José R. Cortés, Alberto Ambesi‐Impiombato, Lucile Couronné, S. Aidan Quinn, Christine S. Kim, Ana Carolina da Silva Almeida, Zachary J. West, Laura Belver, Marta Sanchez Martin, Laurianne Scourzic, Govind Bhagat, Olivier Bernard, Adolfo A. Ferrando, Teresa Palomero,

Cancer-related molecular mechanisms research

Angioimmunoblastic T cell lymphoma (AITL) is an aggressive tumor derived from malignant transformation of T follicular helper (Tfh) cells.
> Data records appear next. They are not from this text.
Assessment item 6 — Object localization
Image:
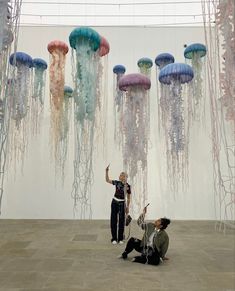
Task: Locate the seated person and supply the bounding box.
[121,207,171,265]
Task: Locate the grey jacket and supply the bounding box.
[137,214,169,258]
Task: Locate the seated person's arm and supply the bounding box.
[161,237,169,260]
[137,207,147,230]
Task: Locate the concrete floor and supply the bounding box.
[0,220,235,291]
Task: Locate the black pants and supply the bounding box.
[125,237,160,265]
[110,199,125,241]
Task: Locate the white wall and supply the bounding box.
[1,27,215,219]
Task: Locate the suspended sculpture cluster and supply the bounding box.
[202,0,235,231]
[0,0,235,226]
[184,43,207,121]
[69,27,109,218]
[0,0,22,214]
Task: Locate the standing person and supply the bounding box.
[121,207,171,265]
[105,166,131,245]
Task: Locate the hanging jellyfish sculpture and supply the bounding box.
[8,52,33,169]
[137,58,153,78]
[59,86,73,184]
[47,40,69,170]
[184,43,207,121]
[159,63,194,193]
[97,36,110,111]
[118,74,151,211]
[202,0,235,232]
[113,65,126,148]
[96,36,110,157]
[69,27,101,218]
[155,53,175,134]
[0,0,21,215]
[29,58,47,135]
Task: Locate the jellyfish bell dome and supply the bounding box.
[69,27,101,51]
[33,58,47,71]
[9,52,33,68]
[137,58,153,69]
[155,53,175,68]
[158,63,194,85]
[47,40,69,55]
[64,86,73,98]
[184,43,207,59]
[113,65,126,75]
[99,36,110,57]
[118,74,151,91]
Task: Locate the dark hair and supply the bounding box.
[161,217,171,229]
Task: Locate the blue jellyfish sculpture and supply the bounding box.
[69,27,101,218]
[155,53,175,70]
[184,43,207,121]
[10,52,33,124]
[137,58,153,77]
[57,85,73,185]
[155,53,175,133]
[8,52,33,170]
[113,65,126,148]
[159,63,194,192]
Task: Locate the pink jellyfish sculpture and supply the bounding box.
[58,86,73,185]
[47,40,69,162]
[118,74,151,211]
[113,65,126,148]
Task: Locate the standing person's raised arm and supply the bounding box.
[137,206,147,229]
[105,165,113,184]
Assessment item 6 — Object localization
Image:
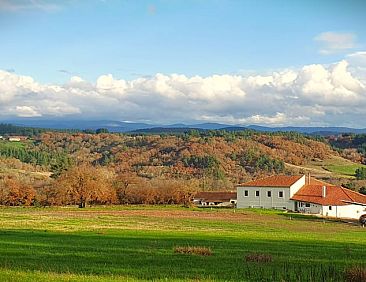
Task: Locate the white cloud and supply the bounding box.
[314,32,356,55]
[11,106,41,117]
[0,52,366,127]
[0,0,60,12]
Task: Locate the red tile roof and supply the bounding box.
[291,184,366,206]
[194,192,237,202]
[239,175,303,187]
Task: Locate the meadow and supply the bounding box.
[0,206,366,281]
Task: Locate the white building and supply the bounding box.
[237,175,366,219]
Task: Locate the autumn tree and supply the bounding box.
[0,178,36,206]
[57,164,116,208]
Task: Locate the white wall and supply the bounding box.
[237,175,305,211]
[237,187,295,210]
[322,204,366,219]
[290,175,306,198]
[297,202,323,214]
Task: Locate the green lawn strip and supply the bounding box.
[0,207,366,281]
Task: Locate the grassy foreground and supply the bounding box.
[0,207,366,281]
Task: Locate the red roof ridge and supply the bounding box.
[341,187,366,202]
[238,174,304,187]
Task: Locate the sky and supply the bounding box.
[0,0,366,128]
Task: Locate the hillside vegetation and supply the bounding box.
[0,126,360,207]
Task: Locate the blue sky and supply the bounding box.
[0,0,366,82]
[0,0,366,127]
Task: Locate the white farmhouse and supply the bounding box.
[237,175,366,219]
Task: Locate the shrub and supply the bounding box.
[245,253,272,263]
[345,266,366,282]
[174,246,212,256]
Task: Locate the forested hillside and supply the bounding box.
[0,126,362,206]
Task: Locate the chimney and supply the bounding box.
[322,186,327,198]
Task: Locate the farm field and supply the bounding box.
[286,156,366,179]
[0,206,366,281]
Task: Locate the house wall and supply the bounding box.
[322,204,366,219]
[297,202,323,214]
[237,187,295,210]
[290,175,306,198]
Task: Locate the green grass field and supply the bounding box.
[0,207,366,281]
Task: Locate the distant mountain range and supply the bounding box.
[0,119,366,136]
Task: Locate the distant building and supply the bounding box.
[237,175,366,219]
[193,192,237,207]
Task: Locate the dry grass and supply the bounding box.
[245,253,272,263]
[174,246,212,256]
[345,266,366,282]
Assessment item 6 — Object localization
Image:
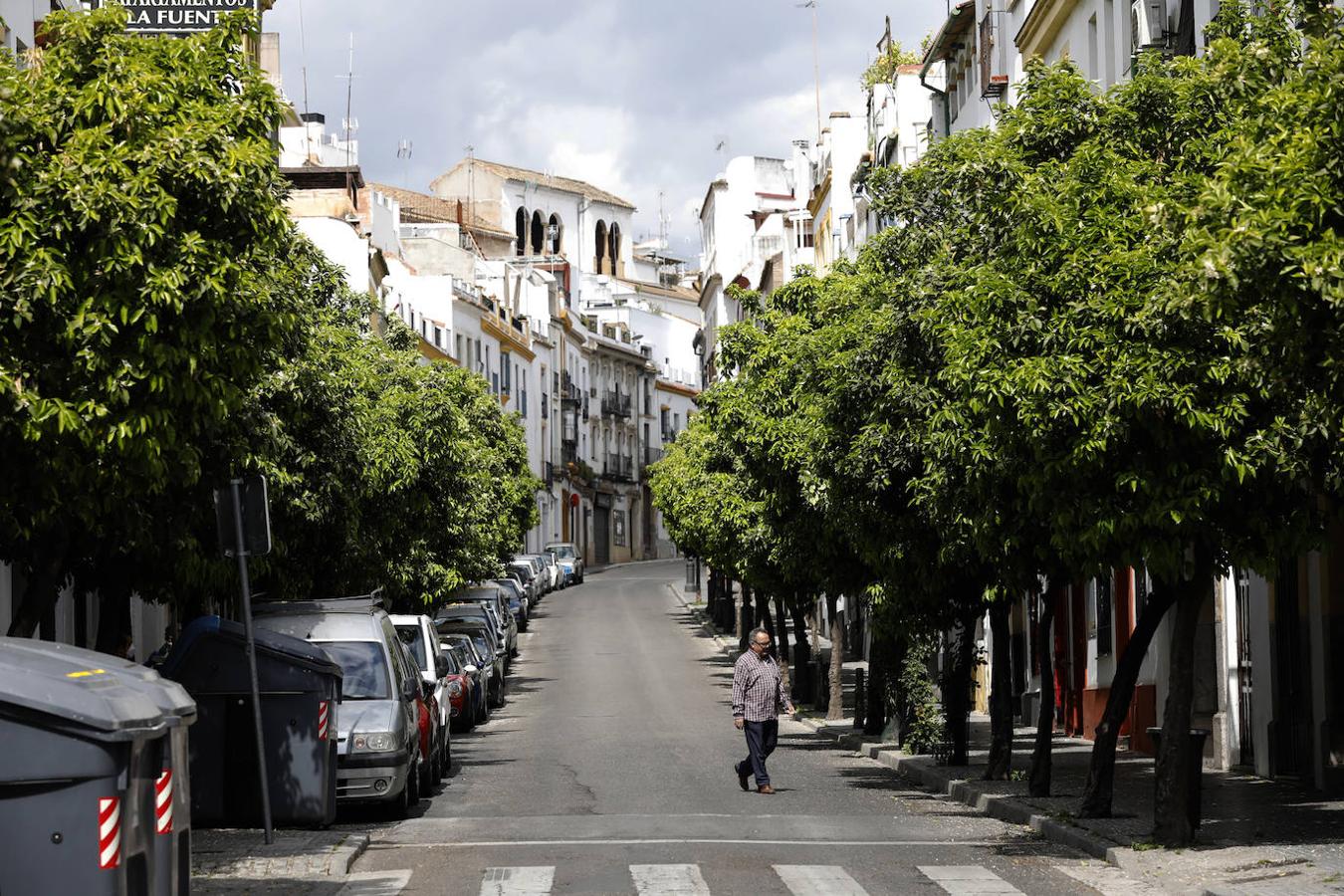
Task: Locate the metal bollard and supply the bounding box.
[853,669,868,728]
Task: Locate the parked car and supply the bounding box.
[446,581,518,665]
[439,642,475,731]
[396,637,448,796]
[514,554,552,593]
[495,579,529,631]
[253,595,423,818]
[508,560,543,603]
[434,603,518,674]
[546,542,583,584]
[434,618,506,708]
[438,631,495,728]
[538,551,563,591]
[392,615,453,781]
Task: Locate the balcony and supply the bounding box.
[602,454,634,482]
[602,392,630,418]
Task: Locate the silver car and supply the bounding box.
[253,596,422,818]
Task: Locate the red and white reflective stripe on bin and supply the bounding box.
[99,796,121,870]
[154,769,172,834]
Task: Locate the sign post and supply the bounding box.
[215,476,276,846]
[96,0,258,34]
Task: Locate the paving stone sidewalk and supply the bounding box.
[669,583,1344,896]
[191,830,406,896]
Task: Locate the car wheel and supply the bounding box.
[417,758,438,796]
[406,757,421,807]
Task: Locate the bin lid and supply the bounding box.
[161,616,342,678]
[0,638,196,739]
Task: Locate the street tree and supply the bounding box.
[0,7,303,634]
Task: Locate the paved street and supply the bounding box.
[338,562,1114,895]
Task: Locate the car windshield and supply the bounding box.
[319,641,391,700]
[396,626,429,672]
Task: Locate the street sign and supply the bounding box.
[215,476,276,846]
[215,476,270,558]
[95,0,258,34]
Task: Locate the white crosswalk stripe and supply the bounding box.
[919,865,1021,896]
[481,865,556,896]
[630,865,710,896]
[775,865,868,896]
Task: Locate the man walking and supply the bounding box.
[733,628,793,793]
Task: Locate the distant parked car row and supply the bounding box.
[254,543,583,818]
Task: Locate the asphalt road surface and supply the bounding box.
[353,561,1124,896]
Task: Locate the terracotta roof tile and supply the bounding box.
[476,158,634,209]
[368,184,514,239]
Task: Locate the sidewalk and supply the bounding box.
[191,830,406,896]
[672,585,1344,896]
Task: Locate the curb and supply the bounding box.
[667,581,1124,868]
[335,834,372,877]
[799,704,1124,868]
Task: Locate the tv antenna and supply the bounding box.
[794,0,821,143]
[336,31,358,166]
[396,139,415,185]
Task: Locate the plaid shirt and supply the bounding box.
[733,647,791,722]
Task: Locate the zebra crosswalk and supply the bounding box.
[480,864,1021,896]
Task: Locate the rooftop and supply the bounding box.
[368,184,514,239]
[458,158,634,211]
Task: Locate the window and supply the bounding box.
[320,641,395,700]
[1094,570,1114,657]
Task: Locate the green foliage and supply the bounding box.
[0,7,538,633]
[859,42,919,90]
[892,637,945,755]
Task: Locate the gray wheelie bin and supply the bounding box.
[0,638,195,896]
[160,616,341,827]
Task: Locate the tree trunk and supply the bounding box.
[788,592,815,703]
[95,587,130,657]
[775,591,793,669]
[1153,553,1213,847]
[986,599,1013,781]
[863,638,891,735]
[738,581,756,653]
[942,614,976,766]
[826,593,844,722]
[9,543,69,638]
[775,591,793,699]
[1026,584,1055,796]
[1078,572,1176,818]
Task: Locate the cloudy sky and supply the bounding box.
[265,0,946,259]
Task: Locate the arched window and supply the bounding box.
[595,220,607,274]
[533,211,546,255]
[607,222,621,274]
[546,215,563,255]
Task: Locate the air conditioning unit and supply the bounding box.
[1129,0,1167,53]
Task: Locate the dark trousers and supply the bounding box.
[734,719,780,787]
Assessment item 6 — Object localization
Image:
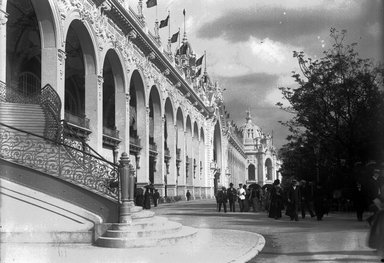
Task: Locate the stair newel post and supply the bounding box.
[119,152,134,223]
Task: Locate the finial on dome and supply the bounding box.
[245,109,252,122]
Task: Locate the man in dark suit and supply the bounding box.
[227,183,237,212]
[286,179,300,221]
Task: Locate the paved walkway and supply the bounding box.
[155,200,380,263]
[0,200,380,263]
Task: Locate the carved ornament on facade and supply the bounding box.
[57,49,67,79]
[0,9,8,26]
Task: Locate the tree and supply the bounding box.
[277,28,384,185]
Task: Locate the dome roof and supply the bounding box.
[176,41,193,55]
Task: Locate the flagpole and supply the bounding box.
[204,50,207,74]
[168,10,172,55]
[183,9,187,42]
[168,10,171,38]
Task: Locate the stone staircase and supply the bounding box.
[0,102,197,248]
[0,102,45,136]
[95,210,197,248]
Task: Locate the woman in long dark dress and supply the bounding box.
[314,183,327,221]
[268,179,283,219]
[143,187,151,209]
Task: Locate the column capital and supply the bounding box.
[125,93,131,104]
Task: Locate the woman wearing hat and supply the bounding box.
[268,179,283,219]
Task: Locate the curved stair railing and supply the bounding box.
[0,81,120,201]
[40,84,61,140]
[0,123,119,201]
[0,81,61,140]
[0,123,119,201]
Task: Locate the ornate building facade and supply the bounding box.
[0,0,278,206]
[241,111,281,185]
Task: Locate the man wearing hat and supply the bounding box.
[227,183,237,212]
[285,179,300,221]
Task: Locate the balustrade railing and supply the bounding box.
[149,143,157,152]
[40,84,61,140]
[0,81,41,104]
[0,123,119,201]
[103,127,120,139]
[129,137,141,146]
[0,80,7,102]
[64,111,89,129]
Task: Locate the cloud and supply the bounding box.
[220,73,279,110]
[250,37,289,63]
[197,0,382,49]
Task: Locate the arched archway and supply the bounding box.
[5,0,42,99]
[148,86,163,188]
[176,107,186,196]
[248,164,256,181]
[199,127,208,198]
[185,116,193,188]
[64,20,98,148]
[213,122,222,195]
[129,70,148,187]
[265,158,272,180]
[164,98,177,196]
[103,49,126,163]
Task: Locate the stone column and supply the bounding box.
[153,116,166,196]
[41,47,66,112]
[119,152,141,223]
[85,74,103,152]
[0,9,8,83]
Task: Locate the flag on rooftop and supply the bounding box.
[196,55,204,67]
[171,31,180,43]
[159,15,169,28]
[147,0,157,8]
[195,68,201,78]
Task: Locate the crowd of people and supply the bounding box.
[215,166,384,226]
[216,166,384,262]
[134,184,160,209]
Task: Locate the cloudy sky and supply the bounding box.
[136,0,384,147]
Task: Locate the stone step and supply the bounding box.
[0,231,93,244]
[0,103,45,136]
[111,216,168,231]
[95,226,197,248]
[104,221,182,239]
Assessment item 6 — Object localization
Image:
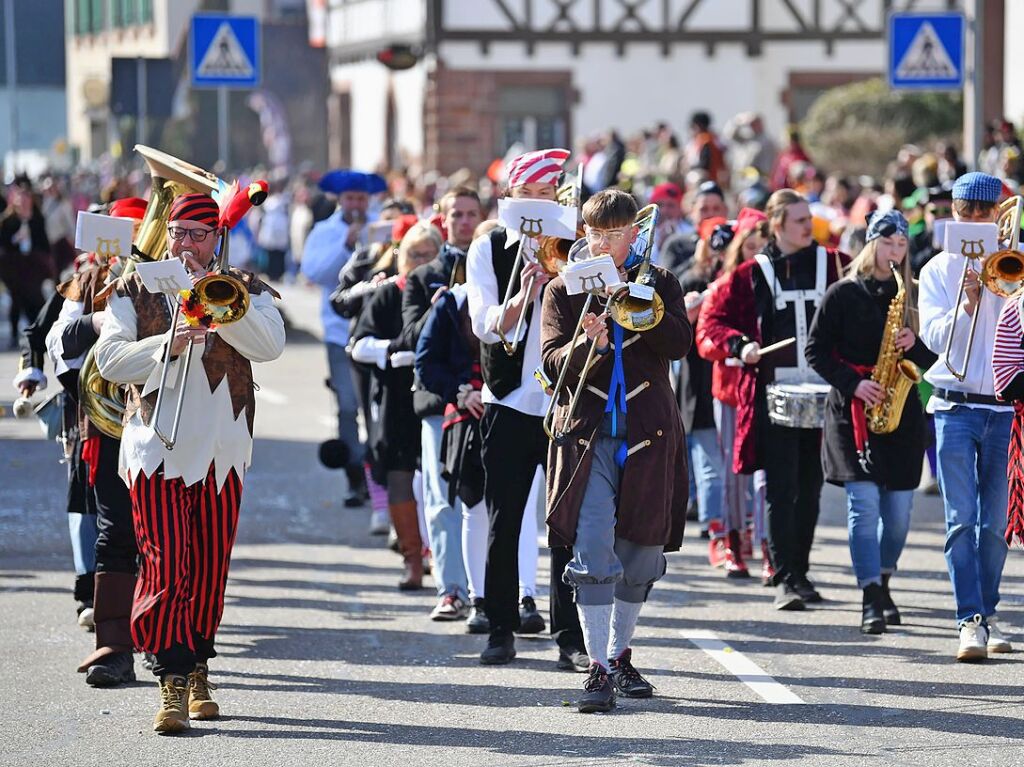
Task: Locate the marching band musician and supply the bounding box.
[95,184,285,733]
[301,170,387,507]
[47,198,146,687]
[541,189,693,713]
[807,210,935,634]
[920,172,1014,662]
[700,189,842,610]
[466,148,590,673]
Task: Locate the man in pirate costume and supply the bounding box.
[541,189,693,713]
[96,184,285,732]
[466,150,590,673]
[47,198,146,687]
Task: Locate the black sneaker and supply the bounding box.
[577,664,615,714]
[793,576,824,604]
[480,634,515,666]
[85,652,135,687]
[466,597,490,634]
[774,583,807,610]
[608,649,654,697]
[556,647,590,674]
[516,597,547,634]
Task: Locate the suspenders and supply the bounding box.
[754,245,828,383]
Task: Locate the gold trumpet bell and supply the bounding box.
[181,273,249,328]
[608,288,665,333]
[980,249,1024,298]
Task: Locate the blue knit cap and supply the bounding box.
[953,171,1002,203]
[864,210,910,243]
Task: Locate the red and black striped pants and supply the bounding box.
[131,465,242,676]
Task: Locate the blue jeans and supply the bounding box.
[68,513,98,576]
[846,482,913,589]
[686,428,725,527]
[935,406,1014,623]
[327,343,370,466]
[420,416,469,601]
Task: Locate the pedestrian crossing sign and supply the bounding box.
[889,13,965,90]
[189,13,260,88]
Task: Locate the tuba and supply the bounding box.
[78,144,219,439]
[544,205,665,443]
[864,261,921,434]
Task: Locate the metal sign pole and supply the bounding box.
[964,0,985,168]
[217,87,229,171]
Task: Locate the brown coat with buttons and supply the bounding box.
[541,266,693,551]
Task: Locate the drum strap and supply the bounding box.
[754,245,828,381]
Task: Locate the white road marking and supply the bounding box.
[256,386,288,406]
[683,631,807,705]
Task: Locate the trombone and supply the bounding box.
[498,171,583,356]
[150,200,258,451]
[544,205,665,444]
[943,195,1024,381]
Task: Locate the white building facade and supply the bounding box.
[324,0,1011,173]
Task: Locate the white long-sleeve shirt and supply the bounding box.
[466,229,548,416]
[918,251,1006,413]
[46,299,85,376]
[95,291,285,489]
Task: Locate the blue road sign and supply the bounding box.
[889,13,965,90]
[189,13,260,88]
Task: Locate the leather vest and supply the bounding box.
[117,268,267,435]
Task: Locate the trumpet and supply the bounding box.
[544,205,665,444]
[943,195,1024,381]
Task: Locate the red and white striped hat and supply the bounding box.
[508,150,569,188]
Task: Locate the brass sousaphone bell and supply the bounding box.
[544,205,665,443]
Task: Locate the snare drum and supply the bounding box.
[768,383,830,429]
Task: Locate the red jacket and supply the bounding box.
[696,274,742,408]
[696,248,848,474]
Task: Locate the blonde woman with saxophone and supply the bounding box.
[806,211,935,634]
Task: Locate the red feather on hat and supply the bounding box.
[219,180,269,229]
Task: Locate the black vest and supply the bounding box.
[480,226,534,399]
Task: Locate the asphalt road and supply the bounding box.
[0,282,1024,767]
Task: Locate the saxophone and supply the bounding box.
[864,261,921,434]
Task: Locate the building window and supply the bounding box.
[498,86,567,154]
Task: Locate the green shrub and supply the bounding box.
[801,78,964,176]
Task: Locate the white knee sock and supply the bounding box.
[519,468,544,599]
[608,599,643,661]
[577,603,611,671]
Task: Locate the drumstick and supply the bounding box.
[758,338,797,356]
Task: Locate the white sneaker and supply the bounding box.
[986,615,1014,652]
[370,509,391,536]
[956,615,988,663]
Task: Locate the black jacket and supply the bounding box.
[394,244,466,418]
[676,266,715,434]
[806,278,936,491]
[352,283,420,484]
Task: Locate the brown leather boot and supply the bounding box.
[78,572,135,687]
[388,501,423,591]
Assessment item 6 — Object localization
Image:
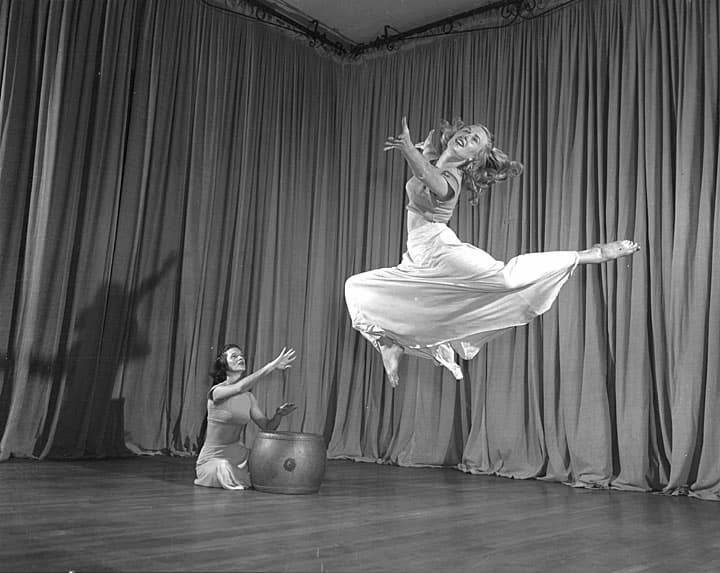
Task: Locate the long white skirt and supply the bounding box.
[345,218,578,379]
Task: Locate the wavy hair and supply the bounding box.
[417,118,523,206]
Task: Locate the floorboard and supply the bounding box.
[0,456,720,573]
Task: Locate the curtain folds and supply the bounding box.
[0,0,720,500]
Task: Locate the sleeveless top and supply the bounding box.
[207,385,256,425]
[405,167,462,224]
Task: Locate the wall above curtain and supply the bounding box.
[203,0,577,62]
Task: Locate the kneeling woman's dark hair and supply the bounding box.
[210,344,242,384]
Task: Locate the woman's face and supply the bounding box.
[447,125,491,161]
[225,348,245,372]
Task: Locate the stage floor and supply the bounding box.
[0,456,720,573]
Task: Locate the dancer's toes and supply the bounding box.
[380,343,403,388]
[595,240,640,261]
[387,372,400,388]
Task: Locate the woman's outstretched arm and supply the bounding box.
[383,117,453,200]
[212,348,296,402]
[250,399,297,432]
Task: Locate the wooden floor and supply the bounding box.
[0,457,720,573]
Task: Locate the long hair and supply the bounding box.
[210,344,242,385]
[417,118,523,206]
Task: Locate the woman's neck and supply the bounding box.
[435,149,467,169]
[225,372,243,384]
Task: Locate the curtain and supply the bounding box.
[0,0,720,500]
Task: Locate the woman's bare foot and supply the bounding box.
[578,241,640,265]
[380,339,403,388]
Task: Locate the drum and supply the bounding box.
[248,432,327,494]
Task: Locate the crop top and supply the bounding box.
[207,386,257,425]
[405,167,462,223]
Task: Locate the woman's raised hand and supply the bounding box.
[275,402,297,417]
[383,116,415,151]
[272,347,296,370]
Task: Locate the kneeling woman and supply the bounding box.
[195,344,297,489]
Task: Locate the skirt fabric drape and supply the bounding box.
[345,222,578,379]
[195,443,252,489]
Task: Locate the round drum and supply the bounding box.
[248,432,327,494]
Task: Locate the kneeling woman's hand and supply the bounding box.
[275,402,297,418]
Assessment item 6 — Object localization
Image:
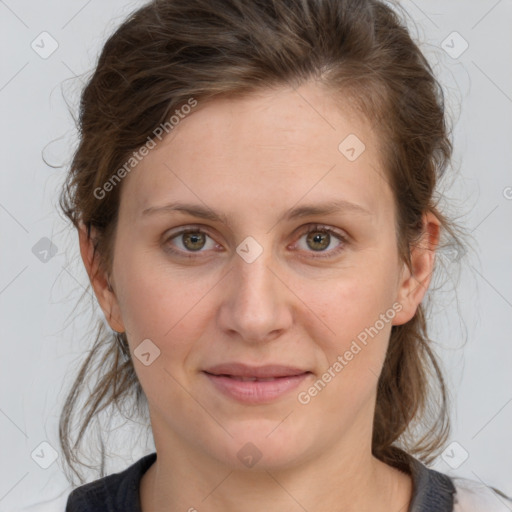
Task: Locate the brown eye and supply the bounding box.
[296,224,348,258]
[306,231,331,251]
[164,228,217,258]
[181,231,206,251]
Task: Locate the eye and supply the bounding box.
[297,224,347,258]
[165,227,217,258]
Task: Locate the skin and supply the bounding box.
[80,83,439,512]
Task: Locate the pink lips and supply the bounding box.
[204,363,311,404]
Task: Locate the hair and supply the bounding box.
[59,0,463,482]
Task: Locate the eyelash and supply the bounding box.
[165,224,348,259]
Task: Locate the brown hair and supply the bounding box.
[59,0,463,482]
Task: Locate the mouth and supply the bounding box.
[203,363,312,404]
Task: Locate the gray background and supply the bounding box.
[0,0,512,511]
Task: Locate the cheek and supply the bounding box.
[116,248,216,351]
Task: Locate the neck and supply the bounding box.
[140,430,412,512]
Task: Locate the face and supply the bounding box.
[82,85,430,468]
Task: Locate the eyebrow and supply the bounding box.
[141,200,372,226]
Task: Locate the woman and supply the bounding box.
[61,0,512,512]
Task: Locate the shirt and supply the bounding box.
[53,452,512,512]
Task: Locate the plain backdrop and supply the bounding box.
[0,0,512,512]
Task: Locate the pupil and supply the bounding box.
[308,231,329,251]
[185,233,204,251]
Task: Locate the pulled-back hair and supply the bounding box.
[59,0,461,482]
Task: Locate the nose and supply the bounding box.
[218,244,294,343]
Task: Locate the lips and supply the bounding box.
[203,363,312,405]
[205,363,310,382]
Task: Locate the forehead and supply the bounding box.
[121,84,392,219]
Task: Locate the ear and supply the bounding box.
[393,212,440,325]
[78,224,126,332]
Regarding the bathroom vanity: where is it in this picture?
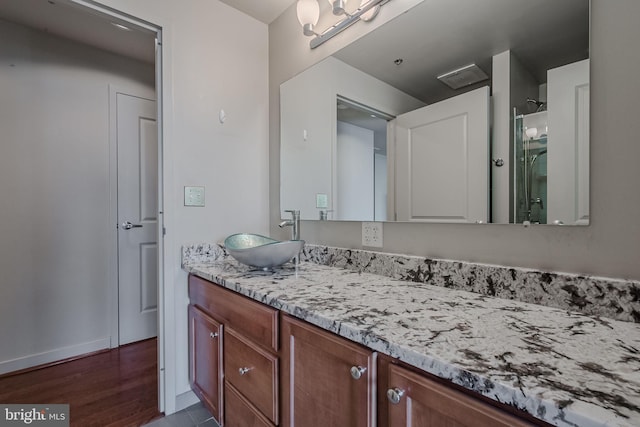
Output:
[183,246,640,427]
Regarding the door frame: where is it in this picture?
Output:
[73,0,170,414]
[109,84,161,348]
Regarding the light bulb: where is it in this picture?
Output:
[360,0,380,22]
[327,0,347,15]
[524,128,538,139]
[296,0,320,36]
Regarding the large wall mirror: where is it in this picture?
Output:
[280,0,589,225]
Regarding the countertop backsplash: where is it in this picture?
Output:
[182,243,640,323]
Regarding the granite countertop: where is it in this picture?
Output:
[183,258,640,427]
AITL is characterized by loss-of-function mutations in Ten-Eleven Translocation 2 (TET2) epigenetic tumor suppressor and a highly recurrent mutation (p.Gly17Val) in the RHOA small GTPase. Yet, the specific role of RHOA G17V in AITL remains unknown. Expression of Rhoa G17V in CD4+ T cells induces Tfh cell specification; increased proliferation associated with inducible co-stimulator (ICOS) upregulation and increased phosphoinositide 3-kinase (PI3K) and mitogen-activated protein kinase signaling. Moreover, RHOA G17V expression together with Tet2 loss resulted in development of AITL in mice. Importantly, Tet2−/− RHOA G17V tumor proliferation in vivo can be inhibited by ICOS/PI3K-specific blockade, supporting a driving role for ICOS signaling in Tfh cell transformation.